Canada Stocks Rise on Stimulus Bets as Fed Policy Makers Meet
Canadian stocks rose to the highest level in two years, after U.S. economic reports fueled speculation Federal Reserve policy makers will continue stimulus measures as they begin two days of meetings.
Thomson Reuters Corp. climbed to a two-year high after disclosing it will buy back some of its shares and cut 3,000 positions in a bid to focus on growth. Sears Canada Inc. (SCC) jumped 6 percent after deciding to terminate five leases, including its flagship location in Toronto. Bank of Nova Scotia and Toronto-Dominion Bank rose more than 1 percent to pace gains among the nation’s largest lenders as financial shares rallied.
The Standard & Poor’s/TSX Composite Index (SPTSX) rose 68.77 points, or 0.5 percent, to 13,440.61 at 4 p.m. in Toronto. The benchmark Canadian equity gauge has advanced 5.1 percent in October, for the biggest monthly gain in two years.
“The recent government shutdown and continued uncertainty about U.S. fiscal policy are expected to keep growth little changed through the end of the year,” said Paul Ferley, assistant chief economist with RBC Capital Markets, in a note today. “These recent developments weigh in favor of the Fed leaving the pace of asset purchases unchanged.”
Central bank policy makers meet today and tomorrow to consider whether to scale back the $85 billion a month of stimulative bond purchases.
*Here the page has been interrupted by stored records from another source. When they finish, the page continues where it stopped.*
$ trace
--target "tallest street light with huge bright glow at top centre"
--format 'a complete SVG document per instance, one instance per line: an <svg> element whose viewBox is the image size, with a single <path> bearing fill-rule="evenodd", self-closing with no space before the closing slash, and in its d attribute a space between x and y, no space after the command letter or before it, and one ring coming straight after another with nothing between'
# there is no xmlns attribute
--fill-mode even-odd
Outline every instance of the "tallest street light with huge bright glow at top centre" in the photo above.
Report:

The Fed support has helped fuel a rally in global equities.
Retail sales in the U.S. declined 0.1 percent in September, restrained by the biggest decrease at auto dealers since October 2012. Confidence among U.S. consumers declined in October by the most since August 2011 as the 16-day government shutdown took a toll on outlooks.
President Barack Obama’s nomination of Janet Yellen, vice chairman of the Fed, to succeed Ben S. Bernanke as chairman at the end of January has added to speculation the central bank will not make any changes to its policy.
“When you have a new person coming in, they won’t do anything dramatic at all,” said David Cockfield, fund manager with Northland Wealth Management in Toronto. He helps manage C$225 million ($216 million) with the firm. “In times like these you do as little as possible and with the threat of further interparty fighting, you want to remain soft, accommodative and don’t introduce anything else that will cause stress or strain.”
Thomson Reuters gained 3.4 percent to C$38.60, the highest since April 2011, as consumer discretionary stocks added 1.2 percent as a group. Eight of 10 industries advanced on trading volume 7.2 percent lower compared with the 30-day average.
Thomson Reuters (TRI), a provider of news and information services, plans to cut 3,000 positions, or about 5 percent of the workforce, to focus on growth markets and boost profitability.
The company also reported higher-than-projected earnings of 48 cents a share in the third quarter, compared with 44 cents estimated by analysts.
Sears Canada increased 6 percent to C$14.35, the highest close in almost two years. The department store retailer is selling five store leases to Cadillac Fairview Corp. for C$400 million, including its flagship location in the Toronto Eaton Centre.
In the U.S., parent Sears Holdings Corp. (SHLD) is considering separating its Lands’ End and auto center units to raise cash.
Toronto-Dominion Bank rallied 1 percent to C$95.15 and Scotia Bank advanced 1.1 percent to C$63.54 as both lenders extended record highs. The S&P/TSX Banks Index climbed 1 percent, extending a record as it gained for the 13th time in the last 14 sessions.
Talisman Energy Inc. rose 2.6 percent to C$13.25 and Suncor Energy Inc. added 1.4 percent to C$38. Crude slipped for the first time in four days.
Imax Corp. (IMX), the big-screen cinema technology company, gained 1.8 percent to C$30.94. Imax will develop and produce in-home theater systems in partnership with Hong Kong-based TCL Multimedia Technology Holdings Ltd. The first products will be introduced in China and other unspecified global markets in 2015.